The Myth of the Savior: Once awakened, a Savior arrives to counsel the divine spark on how to return to its astral home. The Savior in Gnosticism took on the form of such luminaries as Jesus Christ, Simon Magus, or Hermes Trismegistus. Often the Savior and the Divine Feminine work together or exchange responsibilities, in their eternal romance to restore Creation. Regardless, arcane rituals and mystic maps are tendered for the regaining of spiritual wholeness, after we have remembered our destiny and discovered a thirst for ultimate freedom. A modern Gnostic myth would be the movie Fight Club, where Tyler Durden and Marla instruct the protagonist in various ways on how to find his true nature; or again, in the Arthurian mythos where Arthur and Guinevere must find resolution before darkness is lifted over the land.

These four myths can overlap, sometimes taking evolving attributes of each other, and are often hidden themselves in other myths or allegory, even in discourse. An example is found in The Hermetica, where Hermes Trismegistus says; "Bright and luminous as you are, O Soul, by your own nature, you went to the world of darkness, and engaged in combat with it; and the world of darkness obscured your light, and encompassed you with darkness, and blinded you, and made you lose sight of all that you had seen, and forget all that you had known; and in the end, you were captured and held prisoner."

Looking closely, one can see the Demiurge, the fallen Soul, and the continuous struggle of the Divine Feminine and Savior in just that passage. But Hermes eventually reveals the liberation of the divine spark later on in The Hermetica.

Gnosticism certainly contains other characteristics and elements, many still being debated, and the notion of Gnosis is certainly essential (but a complete topic in itself). Yet these four myths are useful cornerstones for detecting the many houses of heresy the Gnostic erected throughout history and secret history. Furthermore, one can begin seeing the Gnostic sensibility beyond facts and enter into the realms of meaning.

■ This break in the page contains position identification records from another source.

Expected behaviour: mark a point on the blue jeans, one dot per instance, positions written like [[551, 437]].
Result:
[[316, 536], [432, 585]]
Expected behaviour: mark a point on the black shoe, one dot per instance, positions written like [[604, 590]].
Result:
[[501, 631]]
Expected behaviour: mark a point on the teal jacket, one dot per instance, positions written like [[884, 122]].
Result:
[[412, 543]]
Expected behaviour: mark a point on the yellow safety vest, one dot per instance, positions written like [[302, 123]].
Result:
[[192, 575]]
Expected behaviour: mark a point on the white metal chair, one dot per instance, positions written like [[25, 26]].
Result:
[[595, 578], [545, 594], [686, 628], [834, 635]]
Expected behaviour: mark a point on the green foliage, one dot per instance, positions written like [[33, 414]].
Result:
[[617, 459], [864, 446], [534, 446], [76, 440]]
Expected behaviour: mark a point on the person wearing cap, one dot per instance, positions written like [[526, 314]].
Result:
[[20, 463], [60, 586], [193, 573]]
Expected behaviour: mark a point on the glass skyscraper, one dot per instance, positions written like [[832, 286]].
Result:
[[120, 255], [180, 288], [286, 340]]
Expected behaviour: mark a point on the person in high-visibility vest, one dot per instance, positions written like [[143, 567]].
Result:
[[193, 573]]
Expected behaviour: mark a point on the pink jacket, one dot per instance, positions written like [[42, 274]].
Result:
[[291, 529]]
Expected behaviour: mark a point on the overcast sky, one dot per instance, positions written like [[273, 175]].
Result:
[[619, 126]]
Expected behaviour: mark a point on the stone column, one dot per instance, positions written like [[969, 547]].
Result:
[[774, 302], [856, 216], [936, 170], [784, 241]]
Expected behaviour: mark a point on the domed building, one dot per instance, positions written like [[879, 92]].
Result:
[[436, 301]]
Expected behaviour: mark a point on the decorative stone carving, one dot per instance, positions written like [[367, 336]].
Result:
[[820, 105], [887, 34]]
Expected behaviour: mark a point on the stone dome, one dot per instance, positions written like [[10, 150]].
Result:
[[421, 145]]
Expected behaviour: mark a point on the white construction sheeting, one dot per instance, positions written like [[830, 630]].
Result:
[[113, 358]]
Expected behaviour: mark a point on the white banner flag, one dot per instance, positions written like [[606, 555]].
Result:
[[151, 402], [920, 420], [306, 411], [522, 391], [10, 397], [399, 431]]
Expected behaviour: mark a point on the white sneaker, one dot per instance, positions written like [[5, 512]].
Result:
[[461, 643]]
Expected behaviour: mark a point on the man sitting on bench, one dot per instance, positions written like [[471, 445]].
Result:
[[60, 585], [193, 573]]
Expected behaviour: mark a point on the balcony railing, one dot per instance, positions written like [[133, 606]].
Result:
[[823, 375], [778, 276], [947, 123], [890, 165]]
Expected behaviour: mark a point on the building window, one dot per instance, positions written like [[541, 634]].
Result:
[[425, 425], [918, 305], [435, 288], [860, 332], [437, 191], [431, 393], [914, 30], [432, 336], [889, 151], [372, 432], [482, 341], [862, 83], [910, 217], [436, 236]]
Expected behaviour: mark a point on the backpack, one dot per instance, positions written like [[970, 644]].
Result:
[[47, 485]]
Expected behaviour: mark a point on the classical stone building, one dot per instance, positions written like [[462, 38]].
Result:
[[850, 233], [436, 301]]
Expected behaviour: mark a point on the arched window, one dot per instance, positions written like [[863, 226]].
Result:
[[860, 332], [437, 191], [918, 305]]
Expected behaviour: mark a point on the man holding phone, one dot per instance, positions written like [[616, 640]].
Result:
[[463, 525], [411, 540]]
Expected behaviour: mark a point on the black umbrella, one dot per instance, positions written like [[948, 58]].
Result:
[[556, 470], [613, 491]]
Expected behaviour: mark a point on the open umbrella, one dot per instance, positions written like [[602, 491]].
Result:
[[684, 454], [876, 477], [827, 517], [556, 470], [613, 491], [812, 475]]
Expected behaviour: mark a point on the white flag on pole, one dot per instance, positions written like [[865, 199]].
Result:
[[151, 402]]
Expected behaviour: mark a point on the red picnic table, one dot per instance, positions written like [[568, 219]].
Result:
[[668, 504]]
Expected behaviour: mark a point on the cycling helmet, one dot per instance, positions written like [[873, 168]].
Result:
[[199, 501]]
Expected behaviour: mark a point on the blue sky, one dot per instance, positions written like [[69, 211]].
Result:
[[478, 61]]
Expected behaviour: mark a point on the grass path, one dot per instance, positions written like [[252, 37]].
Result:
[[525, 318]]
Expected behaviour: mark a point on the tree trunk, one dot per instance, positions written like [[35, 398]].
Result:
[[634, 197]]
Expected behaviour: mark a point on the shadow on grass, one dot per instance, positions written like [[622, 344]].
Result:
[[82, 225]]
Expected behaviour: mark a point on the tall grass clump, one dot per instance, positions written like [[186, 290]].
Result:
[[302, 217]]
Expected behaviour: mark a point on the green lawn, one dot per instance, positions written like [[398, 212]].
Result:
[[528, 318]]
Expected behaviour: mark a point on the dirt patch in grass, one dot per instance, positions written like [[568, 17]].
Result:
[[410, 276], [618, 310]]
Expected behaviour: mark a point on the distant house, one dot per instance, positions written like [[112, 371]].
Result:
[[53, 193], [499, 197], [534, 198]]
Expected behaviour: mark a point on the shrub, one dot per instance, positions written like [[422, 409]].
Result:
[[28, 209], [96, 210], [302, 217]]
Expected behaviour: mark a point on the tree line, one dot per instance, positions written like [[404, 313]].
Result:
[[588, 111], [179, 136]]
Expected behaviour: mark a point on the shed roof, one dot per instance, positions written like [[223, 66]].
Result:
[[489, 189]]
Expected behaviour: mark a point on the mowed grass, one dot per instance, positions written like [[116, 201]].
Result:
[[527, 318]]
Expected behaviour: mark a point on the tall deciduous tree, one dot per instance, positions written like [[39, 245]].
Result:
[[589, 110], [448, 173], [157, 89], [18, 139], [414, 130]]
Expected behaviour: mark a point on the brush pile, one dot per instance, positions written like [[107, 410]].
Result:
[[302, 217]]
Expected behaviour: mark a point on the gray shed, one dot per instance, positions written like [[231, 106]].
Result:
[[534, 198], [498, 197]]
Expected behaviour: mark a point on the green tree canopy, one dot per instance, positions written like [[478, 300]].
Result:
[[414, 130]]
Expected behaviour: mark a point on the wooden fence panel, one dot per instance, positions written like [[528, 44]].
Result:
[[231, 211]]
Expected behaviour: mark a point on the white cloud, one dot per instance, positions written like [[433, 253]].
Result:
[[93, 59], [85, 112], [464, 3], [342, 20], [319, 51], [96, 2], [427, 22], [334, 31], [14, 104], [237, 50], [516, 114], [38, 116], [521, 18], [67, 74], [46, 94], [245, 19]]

The mythic resonance of the Gnostics has certainly terrified mainstream religions for centuries, just as it has captivated artists and member of clandestine organizations. But it can also aid in understanding Gnosticism when it manifests through such lenses as artistic (Philip K. Dick/William Blake/Herman Melville), psychological (Carl Jung/Aldous Huxley), or historical (Paul of Tarsus/Valentinus/Rumi).

If not, the definition of Stevan Davis still remains appropriate. Sophia will continue to sing her song, calling her children home, but those who have ears to hear certainly have different ways to decipher that eternal soundtrack of the counterculture known as Gnosis.